Dal 2005 ad oggi 1000 eventi di particolare gravità negli ospedali

ROMA – Aumentano nell’ultimo quinquennio, dal 2005 al 2010, gli “eventi sentinella” nelle strutture del servizio sanitario nazionale, ossia tutti quegli eventi avversi di particolare gravita’ che causano morte o gravi danni al paziente. In tutto sono pervenute dalle strutture sanitarie 1.047 segnalazioni, di cui 873 valide. Si legge nel terzo Rapporto di monitoraggio degli eventi sentinella redatto dal ministero della Salute. A sorpresa, gli eventi negativi piu’ frequenti risultano i suicidi o i tentati suicidi, 166, pari al 19% del totale.

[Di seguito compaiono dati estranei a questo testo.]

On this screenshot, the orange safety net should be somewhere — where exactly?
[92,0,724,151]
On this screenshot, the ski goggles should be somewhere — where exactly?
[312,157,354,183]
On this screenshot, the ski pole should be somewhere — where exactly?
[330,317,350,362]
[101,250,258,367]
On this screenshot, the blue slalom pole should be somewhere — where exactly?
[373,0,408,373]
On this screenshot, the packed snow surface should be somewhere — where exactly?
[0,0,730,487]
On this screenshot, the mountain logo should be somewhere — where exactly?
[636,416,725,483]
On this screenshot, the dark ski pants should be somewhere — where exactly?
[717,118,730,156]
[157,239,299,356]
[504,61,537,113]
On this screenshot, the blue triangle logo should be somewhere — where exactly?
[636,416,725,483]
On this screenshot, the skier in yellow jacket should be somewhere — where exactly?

Segue la morte o il danno grave per la caduta del paziente (147, il 16,8%). In 5 anni si contano 76 casi di “materiale lasciato all’interno del sito chirurgico”, la garza dimenticata nel corpo del paziente ad esempio, e altrettanti casi di morte o grave danno imprevisto dopo l’intervento stesso.

In 52 casi, il 6% del totale, si e’ verificata la morte o la disabilita’ grave del neonato, in 31 la morte materna o malattia grave correlata al travaglio o al parto. E ancora, 48 episodi di violenza a danno dell’operatore (contro i 3 a danno di pazienti) e addirittura, in otto casi, la procedura chirurgica in una parte del corpo sbagliata. Rispetto al precedente Rapporto, sottolinea il ministero, vi e’ stato un incremento del numero delle segnalazioni, anche a seguito del decreto del 2009, che istituisce, nell’ambito del Nuovo Sistema Informativo Sanitario, il sistema informativo per il monitoraggio degli errori in sanita’ – SIMES e individua la funzione di Osservatorio nazionale per il Monitoraggio degli Eventi Sentinella (OsMES) presso la Direzione Generale della Programmazione Sanitaria.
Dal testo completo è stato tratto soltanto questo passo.